On top of Robin Campillo’s Red Island, there’s a strong French presence this year.
Both Xavier Legrand and Thomas Lilti join Campillo in presenting films in Competition.
Legrand’s 2017 Venice-premiering film Jusqu’à la garde (Custody) was a tense masterpiece and his long-awaited second film, Le successeur (The Successor), is the tale of a designer who discovers a terrible secret in his family home when his father dies. As for Thomas Lilti (Hippocrate, Irreplaceable), A Real Job is a comedy-drama about the world of teaching, featuring Vincent Lacoste, François Cluzet, Adèle Exarchopoulos and Louise Bourgoin.
Elsewhere, one title has been causing a bit of a stir: the Netflix-backed documentary entitled No me llame Ternera, about Josu Urrutikoetxea, the former leader of the Basque separatist militant group ETA, which killed 883 people over its 60-year history.
ETA’s campaign was to create a separate Basque state northern Spain and southwest France, before it was dissolved in 2018.
Urrutikoetxea was arrested in France in May 2019, having been found guilty in absentia of being a member of a terror group. He was acquitted in a retrial in 2021 for lack of evidence.
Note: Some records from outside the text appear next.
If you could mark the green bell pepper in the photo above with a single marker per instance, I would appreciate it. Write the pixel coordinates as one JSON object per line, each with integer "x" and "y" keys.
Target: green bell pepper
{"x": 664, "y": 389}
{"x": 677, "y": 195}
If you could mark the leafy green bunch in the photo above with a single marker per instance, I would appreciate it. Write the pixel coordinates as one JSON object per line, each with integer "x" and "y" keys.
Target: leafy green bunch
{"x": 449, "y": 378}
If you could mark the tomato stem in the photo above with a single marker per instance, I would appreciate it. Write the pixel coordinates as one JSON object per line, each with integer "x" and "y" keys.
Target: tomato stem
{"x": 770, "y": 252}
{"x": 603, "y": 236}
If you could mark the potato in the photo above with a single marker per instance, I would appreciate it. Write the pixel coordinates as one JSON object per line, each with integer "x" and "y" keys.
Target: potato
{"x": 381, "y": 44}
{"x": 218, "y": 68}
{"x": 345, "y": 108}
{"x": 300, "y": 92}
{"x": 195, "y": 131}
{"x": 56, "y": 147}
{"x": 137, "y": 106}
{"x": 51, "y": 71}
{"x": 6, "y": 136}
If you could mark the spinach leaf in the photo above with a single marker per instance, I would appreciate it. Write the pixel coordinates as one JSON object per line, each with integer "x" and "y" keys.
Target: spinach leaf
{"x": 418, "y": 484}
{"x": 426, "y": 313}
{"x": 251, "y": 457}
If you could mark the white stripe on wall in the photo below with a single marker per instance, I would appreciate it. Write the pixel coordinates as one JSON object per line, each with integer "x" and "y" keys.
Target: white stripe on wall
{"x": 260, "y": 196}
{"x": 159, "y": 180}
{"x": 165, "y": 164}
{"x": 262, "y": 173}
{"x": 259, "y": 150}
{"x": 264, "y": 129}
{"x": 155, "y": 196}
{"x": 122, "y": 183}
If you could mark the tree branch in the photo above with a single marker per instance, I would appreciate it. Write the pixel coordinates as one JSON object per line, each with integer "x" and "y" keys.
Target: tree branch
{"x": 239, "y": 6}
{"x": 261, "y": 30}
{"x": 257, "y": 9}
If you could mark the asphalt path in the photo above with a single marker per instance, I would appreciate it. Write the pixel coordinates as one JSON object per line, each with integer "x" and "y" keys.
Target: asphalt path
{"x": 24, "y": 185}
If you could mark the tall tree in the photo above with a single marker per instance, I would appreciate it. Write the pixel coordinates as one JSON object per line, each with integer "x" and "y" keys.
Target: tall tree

The inclusion of the doc as the opening film of San Sebastián’s Made in Spain line-up has sparked criticism due to the fact it gives a voice to Urrutikoetxea. An open letter signed by more than 500 people called for the film to be removed.
Still, festival director José Luis Rebordinos has stood by the film, saying: “We do not share their opinion that the film No me llame Ternera should be withdrawn from the programme of this coming edition of the festival for having Josu Urrutikoetxea as its protagonist and the fact that he held a very high position within the terrorist group, ETA.”
“Cinema is, among many other things, a source of history and has often endeavoured to take to the big screen protagonists, perpetrators of episodes of unjustifiable violence, but at whom it has wanted to take a closer look,” he continued.
He cited films such as Claude Lanzmann’s Shoah and Joshua Oppenheimer’s The Act of Killing as examples of such work.
Rebordinos concluded: “At the end of the day, we consider that the film No me llame Ternera should be seen first and criticised later, and not the other way around.”
The 2023 San Sebastián Film Festival runs from 22 to 30 September.